Протестанты панко-рокерского типа — это либо нигде не работающие личности (то есть явные паразиты), либо занятые неквалифицированным трудом (потому что квалифицированный труд предполагает самодисциплину), либо представители богемы, промышляющей «художественным обслуживанием» дурных влечений молодёжи. В деятельности, обеспечивающей сохранение социальной системы, они не участвуют. Они — отрыжка сытого общества, могущего позволить себе терпеть некоторое количество крикунов и нахлебников, потому что не ясно, что с ними делать. (Кстати, сам факт их существования в СССР доказывает, что в материальном отношении жизнь там была отнюдь не тяжёлая.) В военных и вообще кризисных условиях таких не то чтобы ликвидируют как класс, но очень существенно прореживают: принуждают к труду под угрозой применения силы или попросту «пускают в расход».
Цой — певец не просто для подростков, а для подростков специфических. Дружба, самоотверженность, романтика трудовых будней, собственные дети, даже просто любовь к женщине — не его темы. Его философствование — для шестнадцатилетних старичков, якобы уже понявших жизнь и готовых учить других.

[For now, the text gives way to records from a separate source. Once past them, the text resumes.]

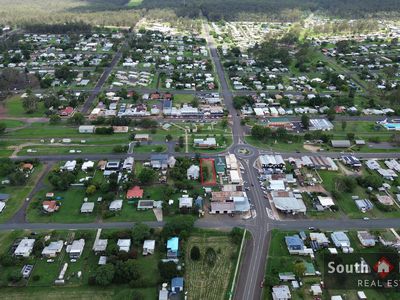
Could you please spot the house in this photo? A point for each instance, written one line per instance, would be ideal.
(176, 285)
(115, 205)
(128, 164)
(52, 249)
(220, 165)
(185, 201)
(366, 239)
(87, 207)
(340, 143)
(173, 247)
(87, 129)
(281, 292)
(124, 244)
(207, 143)
(145, 204)
(326, 202)
(294, 244)
(159, 161)
(340, 239)
(75, 250)
(320, 239)
(193, 172)
(142, 137)
(163, 294)
(25, 247)
(100, 245)
(50, 206)
(69, 165)
(149, 247)
(134, 193)
(87, 165)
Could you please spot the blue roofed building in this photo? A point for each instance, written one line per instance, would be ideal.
(173, 247)
(294, 244)
(177, 285)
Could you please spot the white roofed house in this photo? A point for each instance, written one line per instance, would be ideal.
(124, 244)
(281, 292)
(149, 247)
(75, 250)
(205, 143)
(193, 172)
(69, 165)
(25, 247)
(53, 249)
(185, 202)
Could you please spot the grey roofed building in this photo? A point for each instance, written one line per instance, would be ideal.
(340, 143)
(100, 245)
(87, 207)
(115, 205)
(287, 202)
(320, 124)
(4, 197)
(281, 292)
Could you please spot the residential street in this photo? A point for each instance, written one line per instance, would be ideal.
(252, 268)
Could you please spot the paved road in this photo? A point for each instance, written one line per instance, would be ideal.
(103, 78)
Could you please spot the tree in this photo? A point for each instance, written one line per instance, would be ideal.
(299, 269)
(147, 176)
(167, 270)
(344, 125)
(140, 232)
(30, 104)
(330, 114)
(195, 253)
(91, 189)
(236, 235)
(305, 121)
(177, 225)
(104, 275)
(54, 119)
(3, 128)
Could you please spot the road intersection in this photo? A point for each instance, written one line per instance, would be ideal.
(256, 250)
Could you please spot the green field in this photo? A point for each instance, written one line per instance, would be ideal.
(202, 281)
(14, 109)
(18, 195)
(133, 3)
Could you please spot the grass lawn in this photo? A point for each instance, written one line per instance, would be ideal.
(52, 150)
(286, 147)
(14, 108)
(203, 281)
(12, 123)
(279, 260)
(75, 288)
(18, 195)
(346, 204)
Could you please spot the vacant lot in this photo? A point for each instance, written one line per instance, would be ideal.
(203, 281)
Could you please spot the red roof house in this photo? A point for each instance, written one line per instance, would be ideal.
(135, 192)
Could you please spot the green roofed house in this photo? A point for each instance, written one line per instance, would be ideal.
(220, 165)
(310, 269)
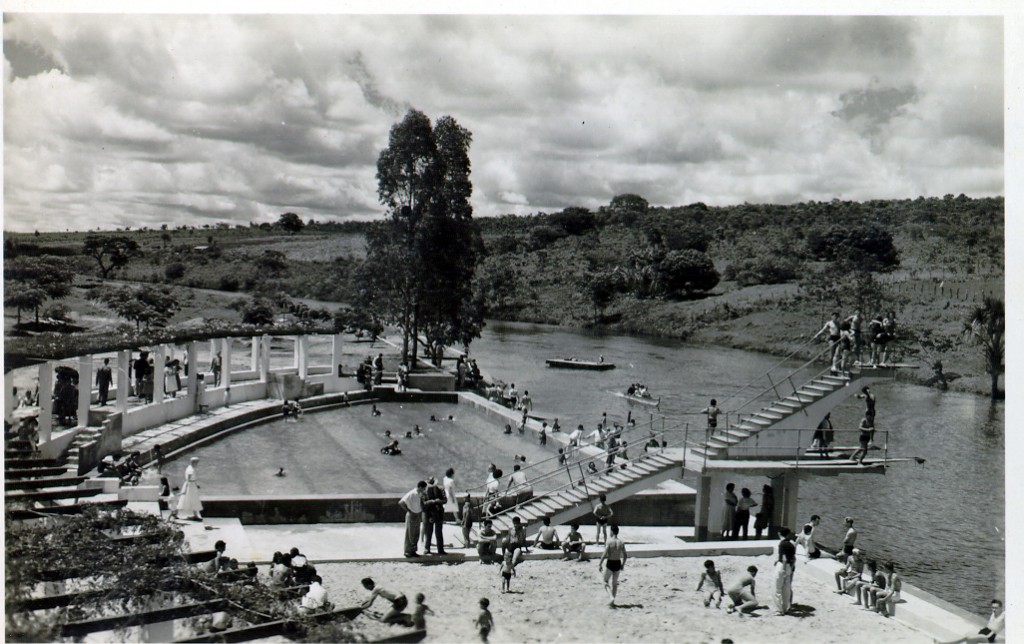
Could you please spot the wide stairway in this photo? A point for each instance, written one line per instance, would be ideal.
(35, 485)
(579, 497)
(824, 385)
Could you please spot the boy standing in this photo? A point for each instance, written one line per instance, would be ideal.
(484, 623)
(714, 580)
(602, 513)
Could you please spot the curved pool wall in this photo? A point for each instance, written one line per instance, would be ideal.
(672, 505)
(255, 368)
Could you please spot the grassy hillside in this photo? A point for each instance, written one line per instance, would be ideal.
(777, 272)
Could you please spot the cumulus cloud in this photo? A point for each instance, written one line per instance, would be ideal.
(115, 120)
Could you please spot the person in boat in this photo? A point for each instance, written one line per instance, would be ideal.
(712, 412)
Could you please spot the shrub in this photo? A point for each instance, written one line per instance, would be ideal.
(546, 235)
(228, 283)
(757, 270)
(682, 273)
(174, 270)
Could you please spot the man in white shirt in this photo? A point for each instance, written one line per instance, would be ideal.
(412, 503)
(518, 485)
(315, 599)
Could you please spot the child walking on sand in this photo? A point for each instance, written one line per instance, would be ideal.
(714, 580)
(484, 623)
(601, 515)
(420, 611)
(507, 570)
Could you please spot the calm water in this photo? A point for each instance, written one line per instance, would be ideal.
(942, 521)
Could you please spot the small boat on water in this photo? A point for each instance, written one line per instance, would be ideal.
(648, 399)
(571, 362)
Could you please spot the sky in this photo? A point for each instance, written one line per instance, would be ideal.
(116, 120)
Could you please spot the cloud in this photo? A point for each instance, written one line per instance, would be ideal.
(122, 119)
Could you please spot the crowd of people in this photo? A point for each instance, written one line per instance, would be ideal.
(848, 339)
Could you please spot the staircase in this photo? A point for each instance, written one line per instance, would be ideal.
(37, 484)
(578, 499)
(804, 409)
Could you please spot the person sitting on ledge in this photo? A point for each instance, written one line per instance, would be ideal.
(291, 411)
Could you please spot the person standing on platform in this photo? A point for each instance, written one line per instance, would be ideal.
(412, 503)
(849, 541)
(786, 562)
(215, 367)
(433, 512)
(103, 379)
(612, 561)
(764, 520)
(729, 512)
(189, 506)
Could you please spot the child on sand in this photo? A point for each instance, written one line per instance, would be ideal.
(743, 600)
(574, 544)
(848, 574)
(507, 570)
(484, 623)
(714, 580)
(885, 602)
(602, 513)
(420, 611)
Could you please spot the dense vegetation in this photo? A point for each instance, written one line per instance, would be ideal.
(690, 271)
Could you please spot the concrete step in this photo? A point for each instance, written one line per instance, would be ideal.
(39, 483)
(52, 495)
(34, 472)
(26, 464)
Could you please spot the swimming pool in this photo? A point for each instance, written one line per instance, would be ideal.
(338, 452)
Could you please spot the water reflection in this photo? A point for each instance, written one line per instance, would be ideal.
(942, 521)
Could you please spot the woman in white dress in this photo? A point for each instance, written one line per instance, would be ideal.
(189, 507)
(451, 503)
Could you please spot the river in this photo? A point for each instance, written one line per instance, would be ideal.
(941, 521)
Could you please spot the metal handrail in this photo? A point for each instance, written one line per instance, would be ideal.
(773, 368)
(571, 484)
(764, 391)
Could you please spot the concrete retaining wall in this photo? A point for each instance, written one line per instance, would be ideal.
(649, 509)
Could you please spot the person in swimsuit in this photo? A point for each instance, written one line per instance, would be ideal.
(850, 573)
(574, 544)
(743, 600)
(996, 621)
(714, 580)
(484, 621)
(885, 602)
(547, 538)
(602, 513)
(614, 555)
(394, 614)
(849, 541)
(864, 439)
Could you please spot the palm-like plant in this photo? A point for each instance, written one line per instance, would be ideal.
(986, 327)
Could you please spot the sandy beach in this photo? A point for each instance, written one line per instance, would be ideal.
(559, 601)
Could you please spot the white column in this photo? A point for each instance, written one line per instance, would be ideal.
(264, 358)
(337, 343)
(225, 361)
(124, 369)
(10, 399)
(254, 362)
(302, 355)
(45, 401)
(159, 351)
(84, 389)
(192, 349)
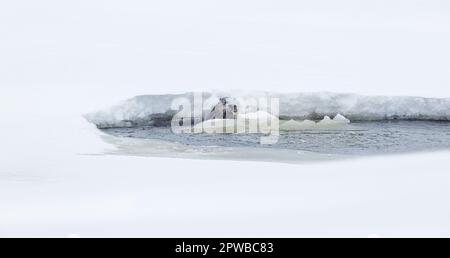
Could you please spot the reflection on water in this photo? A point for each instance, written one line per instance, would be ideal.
(355, 139)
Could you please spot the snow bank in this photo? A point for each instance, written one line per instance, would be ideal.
(150, 109)
(325, 123)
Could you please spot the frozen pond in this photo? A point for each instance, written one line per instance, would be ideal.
(364, 138)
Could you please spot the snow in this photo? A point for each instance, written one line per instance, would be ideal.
(54, 181)
(297, 105)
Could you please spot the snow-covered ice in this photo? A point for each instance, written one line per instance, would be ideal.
(55, 181)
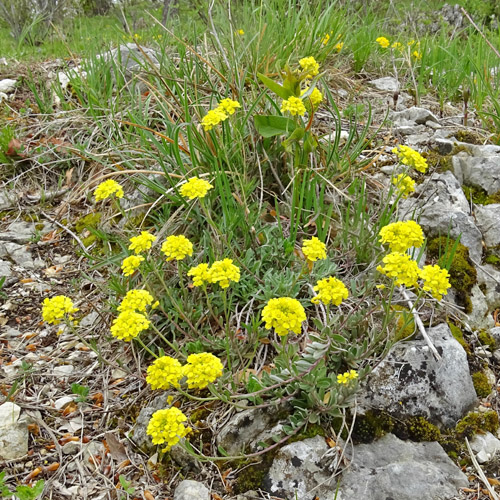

Цоевский героизм — это героизм отморозка, решившегося открыто послать всех подальше с их правилами поведения, обеспечивающими непричинение беспокойства окружающим.
Субкультура, которой принадлежит Цой, — это субкультура иждивенцев и занятых простым низкооплачиваемым трудом, вроде заворачивания чизбургеров в «Макдональдсах».
Творчество Цоя — это провоцирование подростков на конфликт с родителями и учителями, на курение, употребление алкогольных напитков, уродование себя, пачкание стен и побеги из дому. Чем больше Цоя, тем меньше здравой рациональности и движения вперёд.
Поэтому я и считаю, что Виктор Цой — это по большому счёту наказание России.